# Blue eyes .... pretty or health concern?



## angelbaby

I saw this on another site they had crossposted it , thought it was interesting , I always knew white dogs had some issues mostly skin , deafness, blind ect but they are saying the eye color plays a role as well. I have always been drawn to those blue eyed dogs they are striking but this gave me something to think about as well. Anyone with blue eyed dogs have issues in its lifetime? if so what?
Here is what they wrote:

Originally Posted by twystedmetalkennels 
Over the past year I have had a lot buyers who ask whether or not a pup I have for sale will keep his/her blue eyes. I have also seen a lot of people in the bully world post dogs up for stud with blue eyes, different colored eyes or, piebald eyes. I think it is important for individuals to understand that dogs have two different colored eyes or blue eyes stand the risk of producing and developing serious health issues. This is why the AKC/UKC prohibited our ancestors the Pitbull and American Staffordshire Terrier from having blue eyes or eyes of different colors. It is a proven fact that dogs within our breed displaying multiple eye colors are more prone to neurological problems, prone to issues with deafness as well a host of other undesirable issues. Due to these facts it is highly recommended that you avoid breeding to dogs with these faults. When thinking in terms of faults you must realize that the genes that carry these issues are not isolated to just one genetic fault. Their is generally a multitude of faults that come into play that are not visible to the naked eye. If anyone would like more info please feel free to contact me at [email protected]

Gerald Adams
ABKC Judge


----------



## EL CUCO

berry interesting...i alwayz wondered why blue eyes were not permitted.

I alwayz tried to stay away from them bcuz of the breed "standard".

Ive seen alot of pups eyes look blue but then turn green or hazel as they grew older.

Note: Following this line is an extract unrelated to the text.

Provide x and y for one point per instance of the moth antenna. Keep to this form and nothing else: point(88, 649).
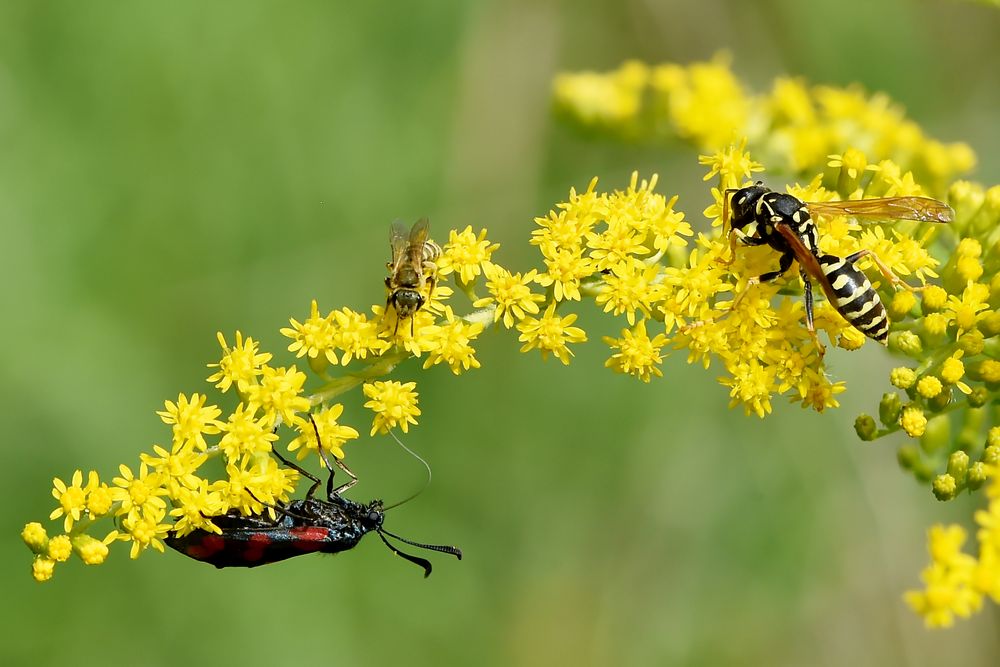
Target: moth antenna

u just sparked more curiosity in my head about this topic  thanks lol


----------



## JoKealoha

not sure if this applies directly to dogs but i'm sure it plays a part...
genetic traits (including disorders) are located across the species genome. those on separate chromosomes are non-linked genes. these traits have lower probability of being passed to offspring as a set. the genes on a single chromosome are "linked" and the closer they are on that strand of DNA, the stronger the linkage. these genes have a higher probablity of being passed as a set.
so, while blue eyes themselves are not a health issue, or a symptom of health issues, they may be "linked" to genes that are. that is, the individual genes may be located on the same chromosome. therefore, very difficult to separate through selective breeding.
skin, hair, and eye color are dependant on melanin (a group of pigments). in humans they are located in the same general area of DNA. thats why we see blonde most often with blue or green and lighter skin colors. also in humans we see disorders associated with higher concentration of pigments like sickle cell in people of African decent. disorders like cystic fibrosis is more common in caucasians who lack pigmentation.
so i'm just guessing here, but light eyes (the lack of pigmentation) is not in itself a faulty gene. but it's associated by location to a sequence of DNA that is corrupt.


----------



## angelbaby

NoWuCmEnOwU... said:


> berry interesting...i alwayz wondered why blue eyes were not permitted.
> 
> I alwayz tried to stay away from them bcuz of the breed "standard".
> 
> Ive seen alot of pups eyes look blue but then turn green or hazel as they grew older.
> 
> u just sparked more curiosity in my head about this topic  thanks lol


Ya I have always kinda wondered how that all worked I love the blue eyes in dogs and Even though I know they will probably change we have a pup right now with these ice blue eyes they are gorgeous. But then after seeing this post It made me think abit about if this is maybe not such a good thing in these blue eyed dogs. I have seen a kennel who specialize in blue nose blue eyed dogs { i know right there breeding for color is wrong } but they are gorgeous looking.



JoKealoha said:


> not sure if this applies directly to dogs but i'm sure it plays a part...
> genetic traits (including disorders) are located across the species genome. those on separate chromosomes are non-linked genes. these traits have lower probability of being passed to offspring as a set. the genes on a single chromosome are "linked" and the closer they are on that strand of DNA, the stronger the linkage. these genes have a higher probablity of being passed as a set.
> so, while blue eyes themselves are not a health issue, or a symptom of health issues, they may be "linked" to genes that are. that is, the individual genes may be located on the same chromosome. therefore, very difficult to separate through selective breeding.
> skin, hair, and eye color are dependant on melanin (a group of pigments). in humans they are located in the same general area of DNA. thats why we see blonde most often with blue or green and lighter skin colors. also in humans we see disorders associated with higher concentration of pigments like sickle cell in people of African decent. disorders like cystic fibrosis is more common in caucasians who lack pigmentation.
> so i'm just guessing here, but light eyes (the lack of pigmentation) is not in itself a faulty gene. but it's associated by location to a sequence of DNA that is corrupt.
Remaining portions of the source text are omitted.